Given a list of queries which each specify an axis-aligned rectangular region, can you obtain three triangular logs by cutting down three trees in that region, possibly including those on the boundary of the rectangle?
Input
The first line of input contains two integers $n$ and $q$ ($1 \le n,q \le 10^5$), where $n$ is the number of trees and $q$ is the number of queries.
Each of the next $n$ lines contains three integers $x$, $y$ and $h$ ($1 \le x,y,h \le 10^9$), which describes a tree at location ($x,y$) with height $h$. All tree locations are distinct.
Each of the next $q$ lines contains four integers $x_{low}$, $y_{low}$, $x_{high}$ and $y_{high}$ ($1 \le x_{low} \le x_{high} \le 10^9$, $1 \le y_{low} \le y_{high} \le 10^9$), describing an axis-aligned rectangular region for a query.
Output
Output $q$ lines.

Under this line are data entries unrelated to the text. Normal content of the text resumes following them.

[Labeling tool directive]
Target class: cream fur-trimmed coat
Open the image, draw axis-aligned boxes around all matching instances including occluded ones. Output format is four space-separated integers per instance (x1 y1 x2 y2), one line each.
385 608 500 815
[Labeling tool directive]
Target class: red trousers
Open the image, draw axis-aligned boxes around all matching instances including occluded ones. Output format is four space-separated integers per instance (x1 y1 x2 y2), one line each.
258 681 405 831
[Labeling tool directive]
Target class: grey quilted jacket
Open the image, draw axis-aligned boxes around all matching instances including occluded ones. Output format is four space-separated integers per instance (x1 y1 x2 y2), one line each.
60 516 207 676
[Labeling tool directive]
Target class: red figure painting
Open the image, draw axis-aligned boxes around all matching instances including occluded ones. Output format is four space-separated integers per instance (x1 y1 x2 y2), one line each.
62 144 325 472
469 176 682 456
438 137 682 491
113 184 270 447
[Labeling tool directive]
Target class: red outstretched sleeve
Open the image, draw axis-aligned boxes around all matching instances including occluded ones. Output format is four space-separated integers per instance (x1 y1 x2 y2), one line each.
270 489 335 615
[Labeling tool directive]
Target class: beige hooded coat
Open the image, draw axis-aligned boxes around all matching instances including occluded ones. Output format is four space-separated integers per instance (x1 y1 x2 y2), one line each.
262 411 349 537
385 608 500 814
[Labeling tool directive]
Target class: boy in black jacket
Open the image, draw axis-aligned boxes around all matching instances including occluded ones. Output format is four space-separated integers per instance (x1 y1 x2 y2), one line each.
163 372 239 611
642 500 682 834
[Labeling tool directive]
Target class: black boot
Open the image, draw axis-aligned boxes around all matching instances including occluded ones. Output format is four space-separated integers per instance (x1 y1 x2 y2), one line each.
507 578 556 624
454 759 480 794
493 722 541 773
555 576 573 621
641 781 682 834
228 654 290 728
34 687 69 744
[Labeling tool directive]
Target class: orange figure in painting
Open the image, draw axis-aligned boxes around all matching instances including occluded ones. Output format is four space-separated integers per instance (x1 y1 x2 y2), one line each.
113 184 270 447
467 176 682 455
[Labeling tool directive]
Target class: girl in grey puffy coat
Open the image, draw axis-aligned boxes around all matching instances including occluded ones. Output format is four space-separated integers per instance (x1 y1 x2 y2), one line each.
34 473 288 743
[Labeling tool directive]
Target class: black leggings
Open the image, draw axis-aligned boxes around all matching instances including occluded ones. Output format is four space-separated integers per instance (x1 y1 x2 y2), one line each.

Each line contains a single integer, which is the answer to the given query. Output 1 if there are three trees in the queried region that can form a non-degenerate triangle, and 0 otherwise. Output answers to the queries in the order of the input.
Sample Input 1 | Sample Output 1 |
---|---|
9 5 1 3 3 2 3 1 3 3 4 1 2 1 2 2 5 3 2 9 1 1 2 2 1 6 3 1 5 1 1 1 2 1 1 2 2 1 1 1 3 1 2 3 2 1 1 3 3 |
0 1 0 0 1 |